Lucene supports decompounding and stemming, https://core.ac.uk/reader/154370300 depending on the language decompounding can be very important or of little import, Germanic languages should probably have decompounding.
Ignoring the disclosure etiquette here, then making an irrelevant rebuttal about relevance when the point was disclosure, then getting snarky with the person who tried to helpfully point it out?
I have no opinion on your products or your post, but some % of people steer away from companies for such things.
My views are my own and as such I do not disclose my employment or otherwise on here.
I did think twice about posting it, as I don't usually but it's relevant and i might be helpful so why not? If you don't like it, thanks for the downvote.
Wow. I learned some stuff about etiquette on HN today.
I'll support you, mnd999. I don't work for a graph dB company. We don't use graph dBs, but I'm considering it. Graph dbs are a legitimate source to feed data I to your RAG system. Our RAG system currently used hybrid search: lexical and semantic.

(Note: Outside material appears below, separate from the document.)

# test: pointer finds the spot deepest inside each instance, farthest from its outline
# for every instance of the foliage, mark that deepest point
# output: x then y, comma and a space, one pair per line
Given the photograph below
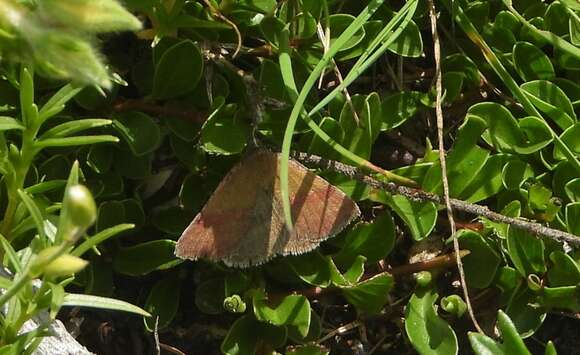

We need to expand our sources, too. I would like to see us use LLMs to rephrase our content (we have a lot of code), and index on that. I think we should build a KG on content quality (we have millions of docs) and software out the things no one likes.
I also think a KG on "learning journeys" would be valuable, but really difficult.
Some gotchas I experienced (but I might be using the wrong embedding/vector DB: spaCy/FAISS):
- Short user questions might result a low signal query vector, e. g. user : "Who is Keanu Reeves?" -> false positives on Wikipedia articles which only contain "Who is"
- Typos and formatting affects the vectorization, a small difference might lead to a miss, e.g. "Who is Keanu Reeves?" -> match, "Who is keanu Reeves?" -> no match, no match with any other capitalization.
If there's only a single document, a simple keyword search might lead to better results.
In my experience, false positives (retrieving an irrelevant text and generating completely wrong answer) are a bigger problem than negatives (not retrieving text, possibly can't answer question).
Has somebody experience with Apache Lucene / Solr or Elasticsearch?